I fear old age and pregnancy, I really do. Old people are always complaining about how their memory stinks, or how they stink (of oldness), or how they get tired easily, etc. etc. Pregnant women talk about how pregnancy wreaks havoc on their minds and bodies – they crave weird foods at strange times of the day, they lose their girlish figures, their hormones make them crazy and often mean. My problem is that I am not old and I have never been pregnant, yet I already suffer from all of these problems. So how much worse are all my symptoms going to get when I AM old and/or pregnant? It’s a scary thought.
The worst symptom of old age and pregnancy I’ve heard of is loss of bladder control. Maybe I should start stocking up on adult diapers now, because I have the worst bladder ever already. As evidence, I have several examples of me losing control of my bladder under the most inconvenient circumstances. These examples span the decades of my life, and I will begin my Peeing Epic with the earliest time I can remember peeing my pants. (Although I was only 6, this was old enough for peeing on myself to be socially unacceptable.)
I was in my first grade classroom and my classmates and I were gathered at our teacher’s feet listening to her read from some wonderful book. I remember needing to pee, but not wanting to miss any of the story, so I convinced myself I could wait a little longer (note: this will be a recurring theme in all of my peeing stories…I’m not sure what it will take for me to realize that actually I can NOT wait any longer.)
Trying to stem the flow of pee that was slowly making it’s way out of my body, I slowly eased up from sitting Indian style to perching on my knees so I could make a quick getaway when the last page was read. The movement had the opposite effect than I intended and only made the peeing harder to stop. By the time I was sitting back on my knees, my pants were soaked through. Luckily though, because of my sitting position, the front of my pants was not visibly wet.
I sat there in a panic, and desperately tried to figure out a way to not get caught by my unforgiving classmates. Then I noticed Brad sniffing the air. Brad was a little brown-haired hockey player who was usually the leader in pulling girl’s pigtails and leading other boys in playground mantras like “Susan is a Stinkface. Susan is a Stinkface.”
He sniffed again and again and then interrupted my teacher’s reading.
“I smell pee!” He yelled.
I was mortified. Now there was no way to gracefully get out of this.
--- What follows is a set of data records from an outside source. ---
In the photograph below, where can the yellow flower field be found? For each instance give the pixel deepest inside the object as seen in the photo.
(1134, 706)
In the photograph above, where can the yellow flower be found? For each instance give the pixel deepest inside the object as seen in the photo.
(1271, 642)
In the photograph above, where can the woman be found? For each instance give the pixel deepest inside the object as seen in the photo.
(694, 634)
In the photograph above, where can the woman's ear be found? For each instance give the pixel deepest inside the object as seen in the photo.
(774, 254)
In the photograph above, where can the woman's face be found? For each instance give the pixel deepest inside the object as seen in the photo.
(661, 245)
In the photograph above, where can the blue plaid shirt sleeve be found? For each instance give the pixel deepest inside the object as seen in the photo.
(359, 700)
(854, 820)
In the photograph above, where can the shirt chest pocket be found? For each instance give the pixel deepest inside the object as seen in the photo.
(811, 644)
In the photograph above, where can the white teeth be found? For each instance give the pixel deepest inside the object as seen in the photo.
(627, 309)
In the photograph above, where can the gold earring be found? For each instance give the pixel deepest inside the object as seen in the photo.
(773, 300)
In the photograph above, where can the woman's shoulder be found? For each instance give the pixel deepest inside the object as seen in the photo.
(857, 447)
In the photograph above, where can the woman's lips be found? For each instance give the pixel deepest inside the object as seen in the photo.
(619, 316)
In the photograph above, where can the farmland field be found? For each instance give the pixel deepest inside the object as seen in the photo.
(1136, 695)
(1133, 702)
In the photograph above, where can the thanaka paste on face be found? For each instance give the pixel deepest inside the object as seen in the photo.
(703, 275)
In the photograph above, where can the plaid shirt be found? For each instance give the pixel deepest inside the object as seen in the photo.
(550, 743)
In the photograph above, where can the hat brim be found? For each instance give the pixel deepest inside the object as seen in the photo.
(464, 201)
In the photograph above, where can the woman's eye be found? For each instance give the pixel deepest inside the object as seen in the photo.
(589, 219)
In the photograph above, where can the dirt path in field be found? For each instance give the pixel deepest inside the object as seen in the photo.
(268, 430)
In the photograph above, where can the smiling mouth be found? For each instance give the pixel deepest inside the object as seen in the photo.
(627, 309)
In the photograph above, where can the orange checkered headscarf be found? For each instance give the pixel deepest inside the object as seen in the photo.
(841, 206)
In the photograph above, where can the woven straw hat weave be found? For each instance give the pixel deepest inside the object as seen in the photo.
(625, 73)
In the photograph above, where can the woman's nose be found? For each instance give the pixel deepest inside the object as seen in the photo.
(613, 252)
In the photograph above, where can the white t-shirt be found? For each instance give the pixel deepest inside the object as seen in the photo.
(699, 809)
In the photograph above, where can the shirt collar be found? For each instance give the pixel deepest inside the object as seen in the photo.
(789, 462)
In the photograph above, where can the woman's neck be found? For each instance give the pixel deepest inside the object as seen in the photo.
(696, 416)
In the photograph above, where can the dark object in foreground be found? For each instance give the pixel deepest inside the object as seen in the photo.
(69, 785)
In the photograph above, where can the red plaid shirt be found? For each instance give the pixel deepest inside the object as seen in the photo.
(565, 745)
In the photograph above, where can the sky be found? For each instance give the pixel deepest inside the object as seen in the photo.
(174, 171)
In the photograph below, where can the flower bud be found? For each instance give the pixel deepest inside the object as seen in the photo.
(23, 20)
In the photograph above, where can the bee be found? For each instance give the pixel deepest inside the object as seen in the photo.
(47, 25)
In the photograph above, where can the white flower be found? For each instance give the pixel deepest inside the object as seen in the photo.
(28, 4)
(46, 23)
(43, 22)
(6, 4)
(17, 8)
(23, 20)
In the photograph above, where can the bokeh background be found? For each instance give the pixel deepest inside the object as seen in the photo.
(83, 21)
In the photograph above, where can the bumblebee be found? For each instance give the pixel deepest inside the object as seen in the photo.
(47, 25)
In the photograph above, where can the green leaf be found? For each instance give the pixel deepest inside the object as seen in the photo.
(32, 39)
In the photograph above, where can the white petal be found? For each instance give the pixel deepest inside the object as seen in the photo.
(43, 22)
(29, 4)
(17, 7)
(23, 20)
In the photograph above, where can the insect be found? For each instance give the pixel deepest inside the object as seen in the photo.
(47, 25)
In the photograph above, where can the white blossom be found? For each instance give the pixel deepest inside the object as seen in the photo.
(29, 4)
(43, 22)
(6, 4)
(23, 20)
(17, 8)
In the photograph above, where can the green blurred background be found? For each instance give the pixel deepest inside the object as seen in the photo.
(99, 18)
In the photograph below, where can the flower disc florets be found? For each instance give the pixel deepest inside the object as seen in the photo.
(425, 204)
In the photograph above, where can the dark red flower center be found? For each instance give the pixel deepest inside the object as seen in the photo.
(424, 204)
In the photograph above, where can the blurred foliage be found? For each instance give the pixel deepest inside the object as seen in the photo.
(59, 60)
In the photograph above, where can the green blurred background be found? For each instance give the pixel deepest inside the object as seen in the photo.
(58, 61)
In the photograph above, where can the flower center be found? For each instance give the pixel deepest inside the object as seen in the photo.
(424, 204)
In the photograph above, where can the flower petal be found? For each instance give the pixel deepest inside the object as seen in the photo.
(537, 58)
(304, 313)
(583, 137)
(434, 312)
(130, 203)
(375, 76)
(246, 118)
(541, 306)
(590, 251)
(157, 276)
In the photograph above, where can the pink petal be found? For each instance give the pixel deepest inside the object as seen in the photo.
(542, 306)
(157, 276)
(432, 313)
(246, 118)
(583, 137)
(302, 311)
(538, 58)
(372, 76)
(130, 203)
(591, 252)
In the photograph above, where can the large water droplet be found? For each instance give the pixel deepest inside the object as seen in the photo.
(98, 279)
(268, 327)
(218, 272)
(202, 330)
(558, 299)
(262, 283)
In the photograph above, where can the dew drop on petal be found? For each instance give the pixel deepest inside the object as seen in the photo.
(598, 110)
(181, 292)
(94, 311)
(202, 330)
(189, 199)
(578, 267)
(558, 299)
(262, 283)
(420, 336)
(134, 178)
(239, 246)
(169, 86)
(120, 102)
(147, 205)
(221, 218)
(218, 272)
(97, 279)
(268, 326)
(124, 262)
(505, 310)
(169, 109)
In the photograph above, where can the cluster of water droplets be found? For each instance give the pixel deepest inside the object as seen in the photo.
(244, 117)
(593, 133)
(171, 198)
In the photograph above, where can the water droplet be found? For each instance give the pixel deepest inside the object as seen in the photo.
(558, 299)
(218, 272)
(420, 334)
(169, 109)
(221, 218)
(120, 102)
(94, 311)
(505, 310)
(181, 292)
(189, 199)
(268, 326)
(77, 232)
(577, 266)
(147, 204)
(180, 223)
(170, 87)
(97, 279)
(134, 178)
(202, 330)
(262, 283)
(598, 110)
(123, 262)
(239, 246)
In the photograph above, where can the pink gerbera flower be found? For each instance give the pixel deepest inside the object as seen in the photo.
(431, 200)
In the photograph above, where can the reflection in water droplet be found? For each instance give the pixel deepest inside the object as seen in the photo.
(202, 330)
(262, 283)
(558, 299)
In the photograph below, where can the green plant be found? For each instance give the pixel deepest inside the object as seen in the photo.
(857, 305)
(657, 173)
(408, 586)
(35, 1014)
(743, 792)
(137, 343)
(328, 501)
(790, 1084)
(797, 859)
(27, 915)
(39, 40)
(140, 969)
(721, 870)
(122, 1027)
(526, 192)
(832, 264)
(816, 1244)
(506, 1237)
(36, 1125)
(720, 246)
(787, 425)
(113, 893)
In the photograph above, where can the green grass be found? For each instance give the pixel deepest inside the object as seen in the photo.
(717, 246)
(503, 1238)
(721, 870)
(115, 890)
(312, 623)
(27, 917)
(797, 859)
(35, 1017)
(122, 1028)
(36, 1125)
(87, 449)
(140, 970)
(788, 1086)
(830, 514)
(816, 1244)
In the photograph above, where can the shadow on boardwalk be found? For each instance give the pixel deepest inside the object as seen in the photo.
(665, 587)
As I took a breath and prepared myself to confess that it was my own pee perfuming the air, Brad rudely pointed at the girl sitting on my left.
“It’s Audrey…She peed her pants!”
Audrey was “that girl” in our class. Her clothes were often second-hand and just slightly ill-fitting. Sometimes she didn’t smell great. She was already socially awkward at the tender age of 6. Everyone’s heads turned towards us and 20-something little noses crinkled at the same time. I was going to defend her, I really was, but before I could, Audrey stood up and ran to the hallway. I paused in surprise and then my teacher scolded Brad and the rest of the class. She left us to go get Audrey. They came back a few minutes later with Audrey sniffling just a little, and everyone could see that her pants were dry and so the incident was forgotten as my teacher finished the story.
While all this happened, I never moved an inch. I don’t know how I got so lucky, but somehow the amount of time it took to resolve the Audrey thing and then finish the book was enough for my pants to dry so that they weren’t noticeably wet. After my teacher closed the book and dismissed us back to our desks, I jumped up and ran to the bathroom to survey the damage and then went through the rest of my day careful to not make any sudden movements that would waft any pee smell into the air. The class believed that Brad was just making a scene for no good reason and no one ever suspected that he had, in reality, smelled pee during story time.
As I said in the beginning, this was only the first of many times I’ve peed my pants over the years. I’m still not completely sure that I’ve learned my lesson and that it won’t happen again. But the bright side to the story is that I felt so guilty about Audrey, I made it a point to be nice to her for the rest of the year. We never became best friends, but we did manage to have some fun times together, and while we were together, Brad never dared to aim his playground taunts in her direction. And I’ve never since let someone who was unable to defend themselves take the blame for something that was my fault. So there’s a silver lining at least, huh?